In light of the 2008 presidential campaign, Gregory S. Parks
and Jeffrey J. Rachlinski wrote an extensive analysis, titled A Better
Metric, likening the campaign to an interview process and hiring
decision for a high-ranking job. Though unpublished, their work
spawned a number of published articles, book chapters, and a book
on the role of unconscious race and gender bias in the evaluations of
President Barack Obama, First Lady Michelle Obama, and Secretary
of State Hillary Clinton. In light of the analogy between voting and
hiring decisions, this article argues that questions about sexism and
gender bias along the campaign trail implicate the law. Title VII of
the Civil Rights Act of 1964 protects individuals from gender bias in
the workplace.

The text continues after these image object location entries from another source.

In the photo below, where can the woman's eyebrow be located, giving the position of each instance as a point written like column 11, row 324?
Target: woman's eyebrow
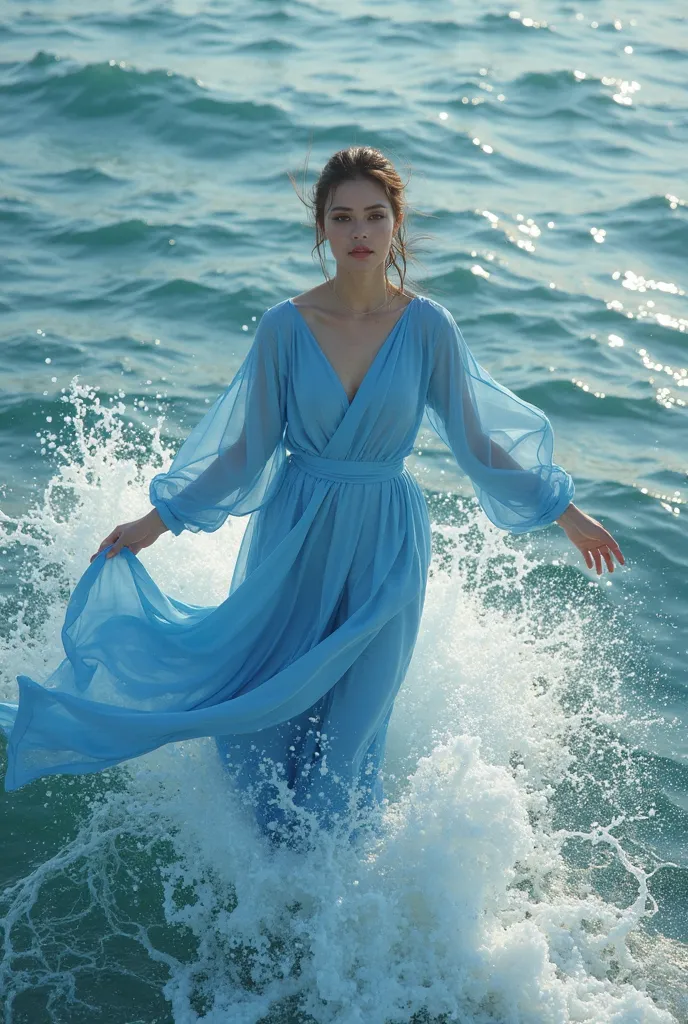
column 376, row 206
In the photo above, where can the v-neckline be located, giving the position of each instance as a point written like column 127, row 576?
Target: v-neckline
column 350, row 401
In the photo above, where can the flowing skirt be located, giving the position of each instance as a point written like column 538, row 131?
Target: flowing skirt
column 295, row 672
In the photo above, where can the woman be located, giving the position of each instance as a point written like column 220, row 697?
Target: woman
column 295, row 674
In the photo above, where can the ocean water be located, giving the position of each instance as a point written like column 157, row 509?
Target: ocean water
column 534, row 868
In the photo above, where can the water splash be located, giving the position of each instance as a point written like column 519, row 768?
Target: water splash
column 479, row 901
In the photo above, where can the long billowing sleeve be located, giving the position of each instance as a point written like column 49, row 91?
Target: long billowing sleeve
column 231, row 457
column 502, row 442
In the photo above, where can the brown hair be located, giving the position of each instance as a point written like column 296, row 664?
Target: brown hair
column 347, row 165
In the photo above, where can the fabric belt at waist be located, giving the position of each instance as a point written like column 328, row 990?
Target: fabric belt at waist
column 348, row 470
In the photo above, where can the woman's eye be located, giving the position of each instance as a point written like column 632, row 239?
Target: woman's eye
column 342, row 215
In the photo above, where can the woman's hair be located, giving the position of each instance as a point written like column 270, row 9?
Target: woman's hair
column 347, row 165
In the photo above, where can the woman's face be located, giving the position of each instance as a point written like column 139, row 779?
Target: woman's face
column 358, row 213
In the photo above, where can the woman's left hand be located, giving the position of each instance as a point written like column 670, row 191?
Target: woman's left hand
column 592, row 540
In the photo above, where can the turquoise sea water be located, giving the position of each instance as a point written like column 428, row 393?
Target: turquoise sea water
column 539, row 865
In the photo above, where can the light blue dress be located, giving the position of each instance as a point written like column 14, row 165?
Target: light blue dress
column 302, row 660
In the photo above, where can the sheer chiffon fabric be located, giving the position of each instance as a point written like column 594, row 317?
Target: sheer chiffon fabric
column 297, row 670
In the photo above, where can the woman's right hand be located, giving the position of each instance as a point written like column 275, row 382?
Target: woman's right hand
column 135, row 536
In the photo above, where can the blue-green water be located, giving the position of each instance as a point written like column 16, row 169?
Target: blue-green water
column 146, row 220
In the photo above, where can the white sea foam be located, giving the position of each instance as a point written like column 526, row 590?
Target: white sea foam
column 475, row 904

While modern conceptions of how such bias actually
operates, largely drawn from social and cognitive psychology, should
aid legal decision-makers in determining whether bias indeed occurred
in any particular case, greater insight into the intersection of psychology
and the law is needed. Here, we explore the roles that sexism and
implicit, or unconscious, gender bias played in the 2008 presidential
race, analyzing these factors through the lens of Title VII. Further, we
buttress the proposition put forth by a growing body of legal scholars
that the role of implicit attitudes in decision-making has significant
implications for Title VII jurisprudence.